Do you need any help with Fire Safety?
We can assist your business with its fire safety requirements and can assist you with your fire safety risk assessments.
- Assist the Responsible Person
- Carry out Fire Risk Assessments
- Use the Fire Risk Assessment to create a Fire Safety Improvement Plan
- Help to create Emergency Procedures
- Provide suitable documentation for fire safety records
- Conduct simulated fire safety evacuations of your premises (fire drills)
- Review plans and drawings for planning applications
Fire Safety legislation
The Regulatory Reform (Fire Safety) Order 2005 (often known as the RRO or the RRFSO) came into effect in October 2006 and effectively replaced previous the plethora of fire safety legislation.
The RRO applies to all non-domestic premises in England and Wales, including the common parts of blocks of flats or houses in multiple occupation (HMOs).

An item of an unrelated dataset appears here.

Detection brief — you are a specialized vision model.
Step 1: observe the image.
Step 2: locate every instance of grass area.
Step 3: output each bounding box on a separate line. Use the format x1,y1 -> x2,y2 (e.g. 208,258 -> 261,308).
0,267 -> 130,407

The law applies to anyone who is:
- responsible for business premises
- offices and shops
- factories and warehouses
- premises that provide care
- community halls
- common areas of houses in multiple occupation
- pubs, clubs and restaurants
- hotels and hostels etc
- an employer or self-employed with business premises
- responsible for a part of a dwelling where that part is solely used for business purposes
- part of a charity or voluntary organisation
- a contractor with a degree of control over any premises
If the Fire Service visits your premises, they will want to know who the Responsible Person is for the premises and will want to speak to that person.
It is essential, therefore, that you have considered this point and have identified the Responsible Person and that that person is aware of their role and their responsibilities.
In simple terms: The Responsible Person is anyone who has control of premises or anyone who has a degree of control over certain areas or systems.
- the employer
- the managing agent or owner for shared parts of premises or shared fire safety equipment (such as fire extinguishers in the common parts, fire-warning systems, sprinklers etc)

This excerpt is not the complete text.